Эту книгу и сейчас интересно читать — так много в ней рассказов об удивительных находках Палласа. Он первым из учёных подробно и точно описал сайгака — антилопу со вздутой, как будто горбатой, мордой и похожим на небольшой хобот носом. Только недавно учёные узнали, зачем сайгаку такой нос. Когда огромное стадо сайгаков мчится по степи, оно поднимает столько пыли, что впору задохнуться. Но сайгаку хоть бы что. Ведь почти половина его морды — это огромная носовая полость, устроенная так, что при дыхании вся попавшая туда пыль выдувается.

А в степях за Байкалом Паллас увидел около чьих-то норок множество стожков сена, по колено человеку, порой аккуратно придавленных камешком. Интересно, кто их собрал? И вот, неподвижно сидя около нор, он увидел, как из них выходят небольшие жёлто-коричневые зверьки с круглыми ушами. Посвистывая, как будто щебеча, они разбегаются по лугу, своими острыми зубами срезают самые нежные и сочные травинки и сносят их в стожки — заготовляют себе корм на зиму. Местные жители, буряты, называют их «оготона», и научное название им дали такое же — «охотона». По-русски этих зверьков зовут пищухами, или сеноставками, и есть среди них сеноставка Палласа, названная в честь неутомимого исследователя.

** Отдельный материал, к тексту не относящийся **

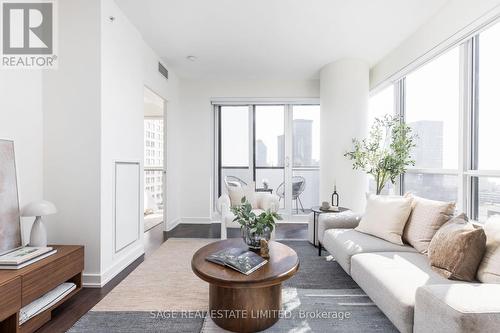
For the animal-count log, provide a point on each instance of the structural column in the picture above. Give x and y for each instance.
(344, 111)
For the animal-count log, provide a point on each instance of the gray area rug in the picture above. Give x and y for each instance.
(133, 322)
(321, 297)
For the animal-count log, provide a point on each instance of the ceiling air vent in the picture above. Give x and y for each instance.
(163, 71)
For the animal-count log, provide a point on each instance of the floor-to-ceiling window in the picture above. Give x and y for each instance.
(234, 132)
(274, 145)
(432, 111)
(269, 146)
(452, 104)
(485, 164)
(305, 152)
(381, 104)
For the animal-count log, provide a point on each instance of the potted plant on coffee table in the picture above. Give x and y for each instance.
(254, 227)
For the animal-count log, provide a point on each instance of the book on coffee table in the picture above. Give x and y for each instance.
(238, 259)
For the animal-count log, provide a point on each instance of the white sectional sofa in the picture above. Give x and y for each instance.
(402, 284)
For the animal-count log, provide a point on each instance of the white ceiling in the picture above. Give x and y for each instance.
(273, 39)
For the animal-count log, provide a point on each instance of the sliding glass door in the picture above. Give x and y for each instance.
(274, 146)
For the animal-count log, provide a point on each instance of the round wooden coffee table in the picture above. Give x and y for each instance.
(245, 303)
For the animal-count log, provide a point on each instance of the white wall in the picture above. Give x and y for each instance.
(169, 90)
(72, 131)
(122, 117)
(344, 111)
(21, 120)
(456, 20)
(196, 186)
(93, 116)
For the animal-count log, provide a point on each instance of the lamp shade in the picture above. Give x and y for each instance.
(39, 208)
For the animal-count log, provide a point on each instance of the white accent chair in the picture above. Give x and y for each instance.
(264, 201)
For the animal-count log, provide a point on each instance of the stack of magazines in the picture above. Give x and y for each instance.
(24, 256)
(238, 259)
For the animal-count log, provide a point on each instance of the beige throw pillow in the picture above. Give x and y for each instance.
(236, 193)
(489, 269)
(457, 249)
(385, 217)
(426, 217)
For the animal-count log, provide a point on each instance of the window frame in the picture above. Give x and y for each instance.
(467, 173)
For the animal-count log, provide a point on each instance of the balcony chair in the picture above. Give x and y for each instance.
(298, 186)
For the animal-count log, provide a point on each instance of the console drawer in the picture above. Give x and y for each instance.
(10, 302)
(47, 277)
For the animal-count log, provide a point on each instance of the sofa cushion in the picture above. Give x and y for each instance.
(343, 220)
(457, 249)
(426, 217)
(457, 308)
(391, 279)
(344, 243)
(489, 269)
(385, 217)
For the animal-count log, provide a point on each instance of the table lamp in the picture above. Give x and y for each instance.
(38, 235)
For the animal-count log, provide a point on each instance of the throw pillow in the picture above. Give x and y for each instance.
(236, 193)
(426, 217)
(385, 217)
(457, 249)
(489, 269)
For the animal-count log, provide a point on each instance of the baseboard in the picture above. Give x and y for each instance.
(172, 224)
(95, 280)
(196, 220)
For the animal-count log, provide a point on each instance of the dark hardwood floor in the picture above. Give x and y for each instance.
(66, 315)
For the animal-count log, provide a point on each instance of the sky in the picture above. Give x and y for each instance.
(269, 123)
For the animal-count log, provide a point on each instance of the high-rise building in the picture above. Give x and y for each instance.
(281, 149)
(429, 150)
(302, 142)
(153, 158)
(260, 153)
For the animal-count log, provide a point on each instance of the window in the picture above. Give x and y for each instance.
(488, 99)
(274, 145)
(234, 127)
(484, 180)
(432, 110)
(380, 104)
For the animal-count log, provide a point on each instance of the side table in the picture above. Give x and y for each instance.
(317, 211)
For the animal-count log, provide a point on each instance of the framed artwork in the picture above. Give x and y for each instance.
(10, 222)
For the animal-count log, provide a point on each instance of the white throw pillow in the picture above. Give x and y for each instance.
(236, 193)
(385, 217)
(489, 269)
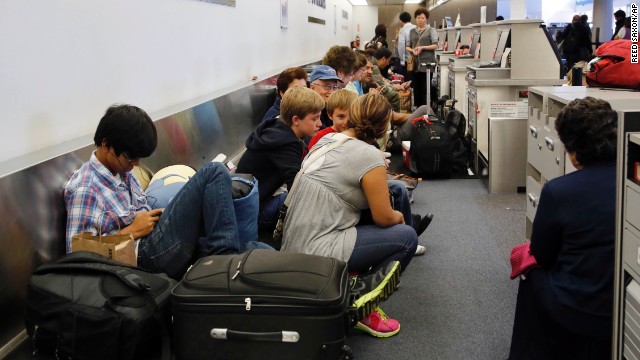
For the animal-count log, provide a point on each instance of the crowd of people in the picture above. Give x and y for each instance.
(358, 215)
(321, 138)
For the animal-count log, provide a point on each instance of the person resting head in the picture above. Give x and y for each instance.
(338, 111)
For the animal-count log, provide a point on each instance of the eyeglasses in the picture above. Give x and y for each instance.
(328, 87)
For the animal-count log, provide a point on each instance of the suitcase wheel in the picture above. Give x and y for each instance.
(347, 354)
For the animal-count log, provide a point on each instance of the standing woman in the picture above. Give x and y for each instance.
(423, 42)
(564, 306)
(324, 216)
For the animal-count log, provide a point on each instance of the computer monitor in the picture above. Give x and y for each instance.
(475, 42)
(443, 40)
(503, 43)
(456, 43)
(448, 21)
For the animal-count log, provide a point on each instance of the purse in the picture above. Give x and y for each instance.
(282, 213)
(115, 247)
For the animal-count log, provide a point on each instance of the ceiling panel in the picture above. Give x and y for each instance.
(386, 2)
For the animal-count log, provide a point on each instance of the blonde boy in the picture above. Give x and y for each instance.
(338, 106)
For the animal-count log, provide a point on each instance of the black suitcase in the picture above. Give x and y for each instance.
(431, 150)
(86, 306)
(262, 305)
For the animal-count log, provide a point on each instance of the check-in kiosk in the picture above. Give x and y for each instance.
(457, 70)
(451, 43)
(522, 55)
(546, 157)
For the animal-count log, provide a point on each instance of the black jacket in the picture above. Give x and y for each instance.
(273, 156)
(573, 237)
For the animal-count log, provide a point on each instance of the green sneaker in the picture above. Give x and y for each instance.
(372, 289)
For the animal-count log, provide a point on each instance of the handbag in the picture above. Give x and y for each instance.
(85, 306)
(117, 247)
(522, 260)
(282, 213)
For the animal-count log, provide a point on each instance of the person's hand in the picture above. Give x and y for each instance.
(400, 216)
(385, 158)
(143, 223)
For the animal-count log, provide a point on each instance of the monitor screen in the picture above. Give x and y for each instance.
(442, 41)
(456, 43)
(475, 40)
(449, 22)
(503, 43)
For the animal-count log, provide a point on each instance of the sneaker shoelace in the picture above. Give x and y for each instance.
(382, 314)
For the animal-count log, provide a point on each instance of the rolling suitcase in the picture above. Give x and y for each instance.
(263, 305)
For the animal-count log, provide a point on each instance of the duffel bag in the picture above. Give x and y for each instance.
(612, 66)
(86, 306)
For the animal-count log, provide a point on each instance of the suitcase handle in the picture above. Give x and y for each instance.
(277, 336)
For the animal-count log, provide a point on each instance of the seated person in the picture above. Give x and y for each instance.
(564, 307)
(104, 196)
(338, 111)
(324, 216)
(324, 80)
(287, 79)
(343, 60)
(275, 150)
(381, 59)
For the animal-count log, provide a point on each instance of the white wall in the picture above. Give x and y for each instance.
(365, 18)
(558, 11)
(64, 62)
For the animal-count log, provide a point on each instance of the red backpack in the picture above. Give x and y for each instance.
(614, 69)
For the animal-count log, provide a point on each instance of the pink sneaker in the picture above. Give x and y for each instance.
(378, 324)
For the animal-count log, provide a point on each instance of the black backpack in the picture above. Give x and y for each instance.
(85, 306)
(431, 149)
(456, 125)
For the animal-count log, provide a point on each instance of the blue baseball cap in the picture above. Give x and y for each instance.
(323, 72)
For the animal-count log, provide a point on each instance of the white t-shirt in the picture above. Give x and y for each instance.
(326, 205)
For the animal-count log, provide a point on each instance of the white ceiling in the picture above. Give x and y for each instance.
(386, 2)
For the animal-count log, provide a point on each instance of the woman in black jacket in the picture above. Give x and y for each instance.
(564, 307)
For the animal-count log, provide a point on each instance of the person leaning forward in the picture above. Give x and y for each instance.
(104, 196)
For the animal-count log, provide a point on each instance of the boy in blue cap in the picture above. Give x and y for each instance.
(275, 150)
(324, 80)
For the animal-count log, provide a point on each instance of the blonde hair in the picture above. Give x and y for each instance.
(299, 101)
(341, 99)
(369, 117)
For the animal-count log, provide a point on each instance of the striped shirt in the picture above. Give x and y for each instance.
(96, 199)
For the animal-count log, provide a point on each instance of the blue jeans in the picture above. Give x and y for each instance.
(199, 221)
(269, 212)
(376, 247)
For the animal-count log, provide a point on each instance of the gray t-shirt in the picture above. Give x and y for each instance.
(326, 205)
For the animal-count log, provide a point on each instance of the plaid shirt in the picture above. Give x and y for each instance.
(95, 199)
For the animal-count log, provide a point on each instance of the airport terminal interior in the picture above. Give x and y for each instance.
(206, 72)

Очень интересно он пишет о хомячках, которые роют под степными травами свои норы-коридоры с каморками, в которые собирают съедобные коренья на зиму. А осенью, когда хомячки наполнят свои амбары, люди ходят по степи и отыскивают эти кладовые. Но они, по крайней мере, не трогают хомячков. А вот кабаны, отыскав такой склад, съедают его вместе с хозяином.

На Байкале Паллас первым из учёных увидел странную рыбу голомянку — бледно-розовую, почти прозрачную и удивительно жирную. Жаришь, а на сковородке одни кости и жир — причём не простой, а целебный.

В Иркутске ему принесли голову и две ноги какого-то огромного животного, найденного в вечной мерзлоте далеко на Севере. Паллас не поверил своим глазам — голова была носорожья! Правда, рога не было, но было заметно место, где он находился. Так был открыт ископаемый носорог, некогда обитавший и в Европе и в Азии. Он покрыт густой шерстью, поэтому его называют шерстистым. После Палласа учёные не раз находили кости этого животного и даже целые скелеты. Отыскались и огромные, больше метра в длину, рога.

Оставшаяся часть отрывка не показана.